Schön die ersten Sonnenstrahlen auf dem Gesicht zu spüren oder? – Ja es wurde auch Zeit das der Winter endlich losgelassen hat. – Ja und was machen wir? Kaum kommt die Sonne raus, schon kaufen wir sämtliche Geschäfte leer. Meg und ich nutzten die ersten warmen Sonnenstrahlen zu einem gemütlichen Einkaufsbummel in Paris. Und so ganz nebenbei war es auch ganz lustig. Den Meg versorgte mich dabei auch gleich mit dem neuesten Klatsch und Tratsch aus der Stadt und was noch wichtiger war: Die neuesten Schauergeschichten aus der Oper. Man sollte es nicht für möglich halten, - Sagte sie im verschwörerischen Ton zu mir – aber in der Oper spukt es mal wieder! Oh wirklich? Na lass mich raten, was ist wohl diesmal passiert? Ist Charlottas Perücke verschwunden? – Oh das ist gemein warum erzählt er dir auch immer alles sofort? – Tja hat so seine Vorteile bei dem sog. Operngeist zu wohnen. – Ha ha ha - och Mensch jetzt wollte ich dir mal was neues erzählen und dann ist es wieder nix. – Hat sie die besagte Perücke schon wieder gefunden? Oder sucht sie noch? – Sie suchen noch. Warum? Weißt du irgendetwas genaueres? – Jep ich kann dir sagen wo sie gelandet ist. Sie soll doch mal im Büro der Direktion nachschauen am besten im Schreibpult! – Also wirklich was haben die Herren Direktoren wohl mit einer Perücke vor? – Keine Ahnung!

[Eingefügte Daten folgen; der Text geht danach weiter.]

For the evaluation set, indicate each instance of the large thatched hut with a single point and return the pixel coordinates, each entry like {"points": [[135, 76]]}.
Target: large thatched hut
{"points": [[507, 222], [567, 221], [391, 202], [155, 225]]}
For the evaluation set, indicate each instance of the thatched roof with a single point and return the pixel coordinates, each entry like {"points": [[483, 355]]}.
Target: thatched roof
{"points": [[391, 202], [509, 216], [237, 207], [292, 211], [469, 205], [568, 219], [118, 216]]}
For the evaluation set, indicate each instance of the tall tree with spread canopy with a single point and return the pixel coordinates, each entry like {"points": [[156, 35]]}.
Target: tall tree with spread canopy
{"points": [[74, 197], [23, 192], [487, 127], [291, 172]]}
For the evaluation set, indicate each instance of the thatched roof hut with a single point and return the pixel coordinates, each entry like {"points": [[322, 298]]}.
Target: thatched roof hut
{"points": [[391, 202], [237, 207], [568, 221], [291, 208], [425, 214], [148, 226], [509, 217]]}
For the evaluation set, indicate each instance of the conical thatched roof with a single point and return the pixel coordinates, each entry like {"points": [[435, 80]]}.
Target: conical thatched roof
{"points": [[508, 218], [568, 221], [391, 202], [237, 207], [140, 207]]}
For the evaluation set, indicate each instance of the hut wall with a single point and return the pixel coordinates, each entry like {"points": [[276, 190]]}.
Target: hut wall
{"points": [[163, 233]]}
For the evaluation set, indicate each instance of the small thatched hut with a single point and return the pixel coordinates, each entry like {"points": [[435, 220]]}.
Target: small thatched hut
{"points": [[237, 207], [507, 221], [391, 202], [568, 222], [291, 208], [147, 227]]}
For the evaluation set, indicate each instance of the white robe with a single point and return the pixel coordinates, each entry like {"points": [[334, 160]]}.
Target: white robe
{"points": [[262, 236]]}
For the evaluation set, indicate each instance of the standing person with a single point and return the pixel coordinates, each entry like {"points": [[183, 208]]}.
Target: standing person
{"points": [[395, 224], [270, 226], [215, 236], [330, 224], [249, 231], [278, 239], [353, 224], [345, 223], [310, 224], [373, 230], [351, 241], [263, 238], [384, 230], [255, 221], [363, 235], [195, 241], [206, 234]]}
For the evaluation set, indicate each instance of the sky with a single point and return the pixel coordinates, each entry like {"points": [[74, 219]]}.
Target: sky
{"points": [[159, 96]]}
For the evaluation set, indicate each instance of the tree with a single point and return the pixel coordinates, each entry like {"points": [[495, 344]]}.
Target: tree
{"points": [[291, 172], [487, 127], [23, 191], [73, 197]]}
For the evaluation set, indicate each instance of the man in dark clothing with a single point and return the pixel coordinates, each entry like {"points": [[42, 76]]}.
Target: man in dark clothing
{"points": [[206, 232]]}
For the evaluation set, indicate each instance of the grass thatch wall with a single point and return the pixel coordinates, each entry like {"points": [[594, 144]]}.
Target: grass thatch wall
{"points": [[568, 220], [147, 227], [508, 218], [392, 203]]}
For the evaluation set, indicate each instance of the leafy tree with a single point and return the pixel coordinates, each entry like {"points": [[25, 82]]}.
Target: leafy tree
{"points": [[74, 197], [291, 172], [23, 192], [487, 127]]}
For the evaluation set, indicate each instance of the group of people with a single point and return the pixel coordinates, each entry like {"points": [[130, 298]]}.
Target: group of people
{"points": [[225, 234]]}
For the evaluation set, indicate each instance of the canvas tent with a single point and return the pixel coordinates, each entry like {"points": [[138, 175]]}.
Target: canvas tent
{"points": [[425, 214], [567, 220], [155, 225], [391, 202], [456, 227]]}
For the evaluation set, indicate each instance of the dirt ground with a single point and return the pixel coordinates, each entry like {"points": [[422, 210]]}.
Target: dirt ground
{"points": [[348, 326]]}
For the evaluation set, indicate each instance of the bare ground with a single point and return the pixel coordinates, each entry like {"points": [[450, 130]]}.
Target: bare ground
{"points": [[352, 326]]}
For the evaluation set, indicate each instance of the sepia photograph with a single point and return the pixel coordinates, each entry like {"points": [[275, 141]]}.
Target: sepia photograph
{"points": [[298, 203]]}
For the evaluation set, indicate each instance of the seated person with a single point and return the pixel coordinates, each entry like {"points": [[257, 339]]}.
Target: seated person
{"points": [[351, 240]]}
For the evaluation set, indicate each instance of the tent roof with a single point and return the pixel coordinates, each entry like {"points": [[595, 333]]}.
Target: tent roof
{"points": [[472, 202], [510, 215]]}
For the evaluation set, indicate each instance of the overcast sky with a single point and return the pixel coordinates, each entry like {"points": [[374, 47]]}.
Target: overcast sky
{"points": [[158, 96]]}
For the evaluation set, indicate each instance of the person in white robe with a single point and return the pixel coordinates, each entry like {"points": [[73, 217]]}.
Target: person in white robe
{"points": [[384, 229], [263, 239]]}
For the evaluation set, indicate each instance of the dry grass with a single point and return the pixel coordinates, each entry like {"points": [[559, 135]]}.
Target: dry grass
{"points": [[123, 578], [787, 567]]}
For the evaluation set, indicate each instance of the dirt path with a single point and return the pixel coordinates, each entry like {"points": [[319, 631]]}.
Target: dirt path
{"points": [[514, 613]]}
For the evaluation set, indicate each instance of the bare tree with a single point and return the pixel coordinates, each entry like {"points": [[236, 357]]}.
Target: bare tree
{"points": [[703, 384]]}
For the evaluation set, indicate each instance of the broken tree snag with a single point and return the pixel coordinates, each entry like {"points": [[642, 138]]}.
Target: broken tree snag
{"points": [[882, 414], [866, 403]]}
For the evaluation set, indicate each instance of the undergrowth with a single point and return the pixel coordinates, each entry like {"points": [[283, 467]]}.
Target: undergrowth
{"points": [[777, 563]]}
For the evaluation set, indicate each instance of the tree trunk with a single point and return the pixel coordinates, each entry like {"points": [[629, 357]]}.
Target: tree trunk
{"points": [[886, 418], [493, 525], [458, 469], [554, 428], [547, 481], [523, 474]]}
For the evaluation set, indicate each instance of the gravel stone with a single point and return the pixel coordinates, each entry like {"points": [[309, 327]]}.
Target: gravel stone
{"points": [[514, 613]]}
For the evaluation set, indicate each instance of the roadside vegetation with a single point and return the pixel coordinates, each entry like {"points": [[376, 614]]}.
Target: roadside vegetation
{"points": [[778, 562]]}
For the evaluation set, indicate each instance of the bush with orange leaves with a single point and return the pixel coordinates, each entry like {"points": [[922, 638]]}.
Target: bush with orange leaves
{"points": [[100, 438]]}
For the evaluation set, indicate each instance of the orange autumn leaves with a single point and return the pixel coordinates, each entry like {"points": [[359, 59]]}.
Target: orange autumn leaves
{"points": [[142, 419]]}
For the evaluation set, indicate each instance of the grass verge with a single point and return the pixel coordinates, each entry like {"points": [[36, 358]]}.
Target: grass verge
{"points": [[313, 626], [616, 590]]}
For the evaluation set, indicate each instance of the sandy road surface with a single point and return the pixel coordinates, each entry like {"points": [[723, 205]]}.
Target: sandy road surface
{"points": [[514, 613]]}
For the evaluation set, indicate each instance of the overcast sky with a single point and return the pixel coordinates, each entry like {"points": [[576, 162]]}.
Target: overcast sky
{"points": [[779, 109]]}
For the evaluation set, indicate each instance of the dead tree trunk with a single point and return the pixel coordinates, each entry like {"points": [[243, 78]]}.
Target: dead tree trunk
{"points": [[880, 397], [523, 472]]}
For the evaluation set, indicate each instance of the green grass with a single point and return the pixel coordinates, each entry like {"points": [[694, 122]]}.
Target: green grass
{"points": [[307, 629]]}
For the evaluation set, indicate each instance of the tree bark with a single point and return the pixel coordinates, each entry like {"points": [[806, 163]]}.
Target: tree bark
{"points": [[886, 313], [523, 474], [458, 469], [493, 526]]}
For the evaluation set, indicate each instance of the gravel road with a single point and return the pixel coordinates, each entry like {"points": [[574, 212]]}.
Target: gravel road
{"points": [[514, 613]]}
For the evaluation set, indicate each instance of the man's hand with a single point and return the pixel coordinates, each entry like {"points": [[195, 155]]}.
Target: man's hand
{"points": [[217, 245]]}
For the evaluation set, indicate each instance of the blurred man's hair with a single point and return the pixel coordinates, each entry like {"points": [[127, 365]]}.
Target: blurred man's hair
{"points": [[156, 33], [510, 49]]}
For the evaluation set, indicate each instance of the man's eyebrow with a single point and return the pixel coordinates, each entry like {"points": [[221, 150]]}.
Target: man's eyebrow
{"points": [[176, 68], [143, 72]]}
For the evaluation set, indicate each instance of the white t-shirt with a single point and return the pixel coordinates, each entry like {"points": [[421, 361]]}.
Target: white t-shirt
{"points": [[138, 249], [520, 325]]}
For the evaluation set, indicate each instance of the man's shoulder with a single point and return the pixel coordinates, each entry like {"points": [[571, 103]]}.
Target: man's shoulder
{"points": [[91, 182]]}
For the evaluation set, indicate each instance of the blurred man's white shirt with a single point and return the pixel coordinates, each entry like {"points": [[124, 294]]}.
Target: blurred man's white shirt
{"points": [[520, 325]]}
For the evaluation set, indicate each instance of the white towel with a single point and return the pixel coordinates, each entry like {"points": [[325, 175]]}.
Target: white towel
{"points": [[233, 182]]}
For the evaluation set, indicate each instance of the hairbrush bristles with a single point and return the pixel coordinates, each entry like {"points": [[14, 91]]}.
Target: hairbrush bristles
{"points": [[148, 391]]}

So ging es Stundenlang weiter. Einfach einen Tag so erleben, als wäre nie etwas ungewöhnliches passiert. Und dabei hatte sich so vieles geändert. Doch eigentlich konnte es kaum noch besser werden. Erik ist vor eineinhalb Wochen in Nadirs Begleitung aufgebrochen, um alles für unseren Umzug nach Boscherville vorzubereiten. Einerseits stimmt mich die Aussicht Paris zu verlassen traurig, doch auch froh. den dann würde ich die Ereignisse des letzten halben Jahres getrost vergessen können. Und außerdem gingen wir ja nicht alleine. Den Meg und deren Mutter werden uns begleiten. Sie haben ebenfalls ein kleines Häuschen ganz in der nähe gekauft.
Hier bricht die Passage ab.